The MNIST dataset is considered the hello world of DL because it is widely used as a first test to check the deployment flow of a vendor of DL solutions. This small dataset takes relatively less time in the training of any CNN. However, due to the poor content of all its images, even the most shallow CNN can easily achieve from 98% to 99% of top-1 accuracy in Image Classification.
To solve this problem, the Fashion-MNIST dataset has been recently created for the paper Fashion-MNIST: a Novel Image Dataset for Benchmarking Machine Learning Algorithms. It is identical to the MNIST dataset in terms of training set size, testing set size, number of class labels, and image dimensions, but it is more challenging in terms of achieving high top-1 accuracy values.
Usually, the size of the images is 28x28x1 (gray-level), but in this case they have been converted to 32x32x3 ("false" RGB images) to be compatible with the "true" RGB format of CIFAR-10.
The CIFAR-10 dataset is composed of 10 classes of objects to be classified. It contains 60000 labeled RGB images that are 32x32 in size and thus, this dataset is more challenging than the MNIST and Fashion-MNIST datasets. The CIFAR-10 dataset was developed for the paper Learning Multiple Layers of Features from Tiny Images.
Irrespective of the CNN type, the data is processed, using the following Python code, to normalize it from 0 to 1. Such code has to be mirrored in the C++ application that runs in the ARM® CPU of the target board.
# scale data to the range of [0, 1]
x_train = x_train.astype("float32") / cfg.NORM_FACTOR
x_test = x_test.astype("float32") / cfg.NORM_FACTOR
# normalize
x_train = x_train -0.5
x_train = x_train *2
x_test = x_test -0.5
x_test = x_test *2The model scheme of LeNet has 6,409,510 parameters as shown in the following figure:
Figure 1. LeNet block diagram.
For more details about this custom CNN and its training procedure, read the "Starter Bundle" of the Deep Learning for Computer Vision with Python books by Dr. Adrian Rosebrock.

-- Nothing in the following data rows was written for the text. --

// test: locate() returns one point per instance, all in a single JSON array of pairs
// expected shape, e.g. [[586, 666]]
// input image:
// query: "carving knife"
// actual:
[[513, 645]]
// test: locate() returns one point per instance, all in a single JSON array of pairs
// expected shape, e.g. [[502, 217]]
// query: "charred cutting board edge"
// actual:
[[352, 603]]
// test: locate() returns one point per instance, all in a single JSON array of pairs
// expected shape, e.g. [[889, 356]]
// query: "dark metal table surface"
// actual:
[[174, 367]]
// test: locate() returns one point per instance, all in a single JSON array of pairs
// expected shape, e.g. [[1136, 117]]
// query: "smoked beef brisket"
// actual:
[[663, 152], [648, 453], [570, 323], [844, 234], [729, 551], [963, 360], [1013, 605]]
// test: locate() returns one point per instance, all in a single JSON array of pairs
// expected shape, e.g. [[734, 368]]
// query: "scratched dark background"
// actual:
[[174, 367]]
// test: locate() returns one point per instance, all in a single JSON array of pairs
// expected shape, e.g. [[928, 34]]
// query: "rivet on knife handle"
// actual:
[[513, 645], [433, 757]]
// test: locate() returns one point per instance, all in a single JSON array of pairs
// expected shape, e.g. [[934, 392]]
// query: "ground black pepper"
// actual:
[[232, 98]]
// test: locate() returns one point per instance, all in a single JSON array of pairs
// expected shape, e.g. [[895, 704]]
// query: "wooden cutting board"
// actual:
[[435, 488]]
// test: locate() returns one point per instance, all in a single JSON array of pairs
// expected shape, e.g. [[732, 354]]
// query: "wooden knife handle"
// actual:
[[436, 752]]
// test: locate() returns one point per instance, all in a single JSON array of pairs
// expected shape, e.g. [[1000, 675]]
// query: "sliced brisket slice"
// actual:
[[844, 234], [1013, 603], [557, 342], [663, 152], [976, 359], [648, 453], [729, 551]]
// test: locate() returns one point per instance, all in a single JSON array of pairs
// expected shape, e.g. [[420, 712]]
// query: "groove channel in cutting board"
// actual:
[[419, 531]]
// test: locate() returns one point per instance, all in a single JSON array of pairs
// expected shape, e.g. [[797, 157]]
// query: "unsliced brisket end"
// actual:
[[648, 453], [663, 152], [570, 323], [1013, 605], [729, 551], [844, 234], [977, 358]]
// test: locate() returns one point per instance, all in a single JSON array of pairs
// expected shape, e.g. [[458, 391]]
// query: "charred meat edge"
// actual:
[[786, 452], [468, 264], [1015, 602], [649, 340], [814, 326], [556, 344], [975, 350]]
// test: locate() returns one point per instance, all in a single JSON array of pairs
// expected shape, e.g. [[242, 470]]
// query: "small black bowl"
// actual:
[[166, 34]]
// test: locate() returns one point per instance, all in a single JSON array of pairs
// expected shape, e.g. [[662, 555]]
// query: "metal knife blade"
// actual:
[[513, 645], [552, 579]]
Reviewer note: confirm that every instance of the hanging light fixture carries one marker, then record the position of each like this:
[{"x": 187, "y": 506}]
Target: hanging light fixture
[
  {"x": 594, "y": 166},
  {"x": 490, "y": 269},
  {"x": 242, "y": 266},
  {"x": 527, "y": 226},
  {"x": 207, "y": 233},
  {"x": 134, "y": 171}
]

miniVggNet is a less deep version of the original VGG16 CNN customized for the smaller Fashion-MNIST dataset instead of the larger ImageNet-based ILSVRC. For more information on this custom CNN and its training procedure, read Adrian Rosebrock's post from the PyImageSearch Keras Tutorials. miniVggNet is also explained in the "Practitioner Bundle" of the Deep Learning for CV with Python books.
The model scheme of miniVggNet has 2,170,986 parameters as shown in the following figure:
Figure 2. miniVggNet block diagram.
miniGoogleNet is a customization of the original GoogleNet CNN. It is suitable for the smaller Fashion-MNIST dataset, instead of the larger ImageNet-based ILSVRC.
For more information on miniGoogleNet, read the "Practitioner Bundle" of the Deep Learning for CV with Python books by Dr. Adrian Rosebrock.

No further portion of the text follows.